The BSP’s Monetary Board started adopting liquidity enhancing measures in November 2008 and started its easing cycle in December through the reduction of key policy rates.

In all, the board slashed interest rates by 200 basis points until July this year to a record low of four percent for the overnight borrowing rate and six percent for the overnight lending rates.

“We can maintain the current policy stance for some time. The consensus view is that inflation could remain well behaved, held back by the presence of spare capacity and relatively weak demand,” Tetangco added.

With these measures, he said, lending activities continued, domestic financial markets stabilized, and the banking system remained sound.

According to him, the domestic economy is on the rebound but there is a need for more reforms to fully achieve the country’s potential.

In the area of monetary policy, Tetangco said inflation targets would continue to be our guide in policy-setting.

“This means we shall continue to be watchful of other key developments especially in terms of liquidity growth, capacity utilization and the state of the financial markets. We would continue to exercise vigilance over inflation developments, in line with our mandate of promoting price stability,” he said.

He added that the central bank would also continue to support external policies including a market-determined exchange rate and the review of foreign exchange regulatory environment to help further insulate the economy against global risks.

The BSP, according to Tetangco, is confident that inflation would stay within the projected level of 2.5 percent to 4.5 percent this year, 3.5 percent to 5.5 percent in 2010, and three percent to five percent in 2011.

Inflation eased to a year-to-date average of 3.2 percent as of end-November from 9.4 percent in the same period last year. The consumer price index is expected to range between 3.7 percent and 4.6 percent in December.

The BSP chief said the appropriately accommodative monetary policy made possible by the benign inflation environment helped to make sure that the generally sound banking system was able to perform its critical function of intermediating funds to the productive sectors of the economy.

“This positive confluence of events allowed our economy to continue to attract foreign investments and to grow even during this deep global crisis,” Tetangco said.

Most economists and analysts believe that the world economy exited recession in the third quarter of 2009 and is set to grow at a pace of around three percent next year.

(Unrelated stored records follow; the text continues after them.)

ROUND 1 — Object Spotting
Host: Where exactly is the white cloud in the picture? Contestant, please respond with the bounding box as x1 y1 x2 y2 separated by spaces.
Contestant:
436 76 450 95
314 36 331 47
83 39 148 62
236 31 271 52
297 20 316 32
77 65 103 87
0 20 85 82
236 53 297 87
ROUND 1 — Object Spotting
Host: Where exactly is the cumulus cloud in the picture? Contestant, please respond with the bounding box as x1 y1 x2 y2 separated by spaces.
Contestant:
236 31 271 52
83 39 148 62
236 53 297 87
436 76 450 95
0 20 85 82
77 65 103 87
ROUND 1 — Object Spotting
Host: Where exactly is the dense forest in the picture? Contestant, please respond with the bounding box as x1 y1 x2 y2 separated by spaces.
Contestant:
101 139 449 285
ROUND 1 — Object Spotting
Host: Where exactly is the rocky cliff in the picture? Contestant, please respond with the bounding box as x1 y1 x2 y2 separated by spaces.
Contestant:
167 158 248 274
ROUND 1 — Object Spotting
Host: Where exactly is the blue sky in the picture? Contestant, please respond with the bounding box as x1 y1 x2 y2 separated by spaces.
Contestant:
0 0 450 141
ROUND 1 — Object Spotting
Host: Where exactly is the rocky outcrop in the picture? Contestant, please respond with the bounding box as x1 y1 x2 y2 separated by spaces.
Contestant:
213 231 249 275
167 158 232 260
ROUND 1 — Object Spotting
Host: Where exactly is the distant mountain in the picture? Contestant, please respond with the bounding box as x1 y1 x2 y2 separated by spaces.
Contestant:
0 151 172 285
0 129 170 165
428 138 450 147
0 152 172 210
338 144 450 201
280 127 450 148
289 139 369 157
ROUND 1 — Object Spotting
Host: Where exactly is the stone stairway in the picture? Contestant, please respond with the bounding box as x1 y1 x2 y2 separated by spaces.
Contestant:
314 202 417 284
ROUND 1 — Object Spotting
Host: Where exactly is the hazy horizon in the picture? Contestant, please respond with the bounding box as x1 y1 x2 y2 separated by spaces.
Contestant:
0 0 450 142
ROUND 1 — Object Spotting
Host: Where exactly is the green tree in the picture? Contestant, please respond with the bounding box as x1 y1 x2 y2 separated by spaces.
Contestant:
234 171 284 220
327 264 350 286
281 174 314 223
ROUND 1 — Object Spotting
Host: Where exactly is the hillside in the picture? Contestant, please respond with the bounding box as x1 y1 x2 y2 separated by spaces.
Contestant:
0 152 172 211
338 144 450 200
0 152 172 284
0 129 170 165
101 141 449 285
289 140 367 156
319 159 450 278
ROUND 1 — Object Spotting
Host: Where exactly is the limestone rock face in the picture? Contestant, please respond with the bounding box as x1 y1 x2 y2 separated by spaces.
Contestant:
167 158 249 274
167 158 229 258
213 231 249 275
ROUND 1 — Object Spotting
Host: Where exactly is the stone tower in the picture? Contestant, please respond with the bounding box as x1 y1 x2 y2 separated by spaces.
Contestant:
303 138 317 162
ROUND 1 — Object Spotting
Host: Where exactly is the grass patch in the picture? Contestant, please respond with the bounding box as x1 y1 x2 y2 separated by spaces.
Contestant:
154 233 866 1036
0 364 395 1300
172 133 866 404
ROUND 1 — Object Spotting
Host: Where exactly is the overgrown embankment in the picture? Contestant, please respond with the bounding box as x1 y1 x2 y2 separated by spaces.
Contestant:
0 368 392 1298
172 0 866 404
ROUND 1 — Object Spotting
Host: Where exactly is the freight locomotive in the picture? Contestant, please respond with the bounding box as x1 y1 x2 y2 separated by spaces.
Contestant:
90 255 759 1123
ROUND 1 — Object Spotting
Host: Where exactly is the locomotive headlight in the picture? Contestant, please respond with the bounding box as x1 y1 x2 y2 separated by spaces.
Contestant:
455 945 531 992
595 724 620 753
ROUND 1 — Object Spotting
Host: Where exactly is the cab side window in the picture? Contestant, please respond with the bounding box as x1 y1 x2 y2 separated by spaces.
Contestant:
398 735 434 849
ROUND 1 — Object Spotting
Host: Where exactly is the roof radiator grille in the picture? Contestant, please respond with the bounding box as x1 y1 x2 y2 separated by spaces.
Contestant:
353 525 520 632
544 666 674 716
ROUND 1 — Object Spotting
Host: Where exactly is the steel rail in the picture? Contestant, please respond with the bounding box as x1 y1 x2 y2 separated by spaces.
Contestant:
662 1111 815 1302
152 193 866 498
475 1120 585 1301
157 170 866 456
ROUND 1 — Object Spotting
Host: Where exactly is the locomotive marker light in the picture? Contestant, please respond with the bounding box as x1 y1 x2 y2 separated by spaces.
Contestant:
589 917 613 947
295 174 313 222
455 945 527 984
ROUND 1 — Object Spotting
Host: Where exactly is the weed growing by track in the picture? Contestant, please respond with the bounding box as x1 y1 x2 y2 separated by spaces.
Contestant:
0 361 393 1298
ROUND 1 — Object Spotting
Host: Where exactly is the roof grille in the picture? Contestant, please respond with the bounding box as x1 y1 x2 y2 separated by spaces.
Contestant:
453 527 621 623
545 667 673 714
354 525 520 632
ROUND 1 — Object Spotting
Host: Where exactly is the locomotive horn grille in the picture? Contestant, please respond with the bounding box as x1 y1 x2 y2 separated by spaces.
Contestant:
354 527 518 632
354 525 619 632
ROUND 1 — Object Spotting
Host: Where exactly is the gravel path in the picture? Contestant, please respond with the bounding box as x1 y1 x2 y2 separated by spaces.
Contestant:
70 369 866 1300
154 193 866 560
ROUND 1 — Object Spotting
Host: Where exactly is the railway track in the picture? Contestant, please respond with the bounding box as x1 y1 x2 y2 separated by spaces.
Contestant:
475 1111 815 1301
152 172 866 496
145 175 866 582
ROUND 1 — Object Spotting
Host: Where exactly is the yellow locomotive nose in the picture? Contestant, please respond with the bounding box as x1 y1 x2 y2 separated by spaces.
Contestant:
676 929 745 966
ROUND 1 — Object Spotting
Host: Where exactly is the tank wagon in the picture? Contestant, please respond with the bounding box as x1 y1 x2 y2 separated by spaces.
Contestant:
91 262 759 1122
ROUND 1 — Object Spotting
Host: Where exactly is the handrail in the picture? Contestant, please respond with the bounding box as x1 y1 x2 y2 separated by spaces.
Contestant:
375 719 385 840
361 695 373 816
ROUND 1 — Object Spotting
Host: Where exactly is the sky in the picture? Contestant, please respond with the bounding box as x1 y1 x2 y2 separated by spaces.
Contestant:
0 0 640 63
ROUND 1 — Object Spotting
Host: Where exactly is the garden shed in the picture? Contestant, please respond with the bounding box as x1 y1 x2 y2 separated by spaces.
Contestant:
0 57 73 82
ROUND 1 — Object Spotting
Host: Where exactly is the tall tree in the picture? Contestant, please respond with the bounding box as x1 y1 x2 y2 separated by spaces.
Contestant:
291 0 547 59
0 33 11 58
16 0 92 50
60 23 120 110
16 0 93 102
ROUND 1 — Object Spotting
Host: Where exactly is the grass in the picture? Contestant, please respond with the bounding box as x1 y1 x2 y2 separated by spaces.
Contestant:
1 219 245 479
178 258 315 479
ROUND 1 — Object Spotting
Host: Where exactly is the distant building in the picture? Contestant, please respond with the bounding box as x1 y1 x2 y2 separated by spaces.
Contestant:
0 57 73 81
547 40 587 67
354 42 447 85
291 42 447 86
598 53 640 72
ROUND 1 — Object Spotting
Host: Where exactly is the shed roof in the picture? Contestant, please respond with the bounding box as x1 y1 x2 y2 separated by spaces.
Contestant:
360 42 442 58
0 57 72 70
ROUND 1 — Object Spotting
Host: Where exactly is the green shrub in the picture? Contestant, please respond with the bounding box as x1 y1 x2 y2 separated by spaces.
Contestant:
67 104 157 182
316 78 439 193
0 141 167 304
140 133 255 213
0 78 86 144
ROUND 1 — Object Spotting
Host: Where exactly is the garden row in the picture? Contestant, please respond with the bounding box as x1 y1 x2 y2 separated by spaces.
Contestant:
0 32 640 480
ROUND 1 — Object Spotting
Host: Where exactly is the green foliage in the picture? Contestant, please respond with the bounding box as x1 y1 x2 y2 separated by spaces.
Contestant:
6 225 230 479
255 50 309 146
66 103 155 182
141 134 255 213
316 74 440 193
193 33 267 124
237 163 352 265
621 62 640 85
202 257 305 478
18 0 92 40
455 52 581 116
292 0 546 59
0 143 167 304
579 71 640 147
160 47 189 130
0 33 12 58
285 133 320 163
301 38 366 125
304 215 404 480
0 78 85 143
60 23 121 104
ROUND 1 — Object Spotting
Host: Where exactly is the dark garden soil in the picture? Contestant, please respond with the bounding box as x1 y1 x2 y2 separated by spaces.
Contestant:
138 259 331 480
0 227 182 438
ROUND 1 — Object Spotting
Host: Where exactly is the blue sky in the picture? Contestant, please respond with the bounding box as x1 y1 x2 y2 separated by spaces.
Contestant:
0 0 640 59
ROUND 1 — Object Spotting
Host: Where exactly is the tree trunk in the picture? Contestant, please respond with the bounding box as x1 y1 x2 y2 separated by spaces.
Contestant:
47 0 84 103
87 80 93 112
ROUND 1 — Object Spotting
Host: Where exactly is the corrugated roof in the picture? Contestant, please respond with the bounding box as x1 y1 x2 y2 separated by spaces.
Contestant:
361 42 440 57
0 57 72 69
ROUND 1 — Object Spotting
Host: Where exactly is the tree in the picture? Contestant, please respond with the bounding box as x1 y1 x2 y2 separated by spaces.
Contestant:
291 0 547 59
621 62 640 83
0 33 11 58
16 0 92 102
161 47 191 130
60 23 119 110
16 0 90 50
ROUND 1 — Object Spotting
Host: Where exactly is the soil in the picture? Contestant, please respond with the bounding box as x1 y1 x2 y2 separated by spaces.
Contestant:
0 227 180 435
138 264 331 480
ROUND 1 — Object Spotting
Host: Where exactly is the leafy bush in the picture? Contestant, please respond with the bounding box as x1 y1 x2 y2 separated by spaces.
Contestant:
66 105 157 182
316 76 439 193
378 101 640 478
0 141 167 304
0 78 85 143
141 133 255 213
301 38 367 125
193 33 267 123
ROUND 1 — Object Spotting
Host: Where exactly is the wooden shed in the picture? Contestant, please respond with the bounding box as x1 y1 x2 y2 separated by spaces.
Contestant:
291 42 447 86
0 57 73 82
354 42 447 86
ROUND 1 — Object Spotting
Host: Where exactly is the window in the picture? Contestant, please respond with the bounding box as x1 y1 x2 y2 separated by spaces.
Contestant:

“After two years of what has been characterized as the deepest global recession in over 60 years, we are now witness to clear signs that the crisis is ending and that the global economy is on the cusp of a recovery,” the BSP chief said.

While the global recovery is underway, Tetangco reiterated that the “great crisis” has left real scars that may take some time to heal.

He added that there continue to be risks including the shape that the global recovery, the timing and quality of exit from easy monetary policy by the major central banks, the fickle investor sentiment towards emerging markets, and the potential capital reflow to the region.

“The cautious nature of the global recovery would have implications on the strength of Philippine economic growth,” he said.

A sluggish upturn in global economic activity, according to the BSP chief, would present a downside risk to the domestic economy through its impact on exports and investments.

Economic managers see the country’s GDP growing at a faster rate of between 2.6 percent and 3.6 percent next year.

Singapore-based DBS Bank Ltd. sees the Philippine GDP accelerating faster at 4.8 percent next year on the back of strong consumption brought about by robust remittances from overseas Filipino workers (OFWs).

“The economy will continue to plod along on the back of global recovery,” the investment bank stated in its Economics Markets Strategy for Q1 2010.

DBS sees private consumption expanding by 4.8 percent next year from 3.4 percent this year. Merchandise exports on the other hand would expand by 19 percent next year after contracting by 25 percent this year.

On the other hand, New York-based investment bank Goldman Sachs sees the country’s domestic output growing by 4.2 percent next year from the projected 1.6 percent growth this year on the back of continuing fiscal stimulus as well as robust OFW remittances.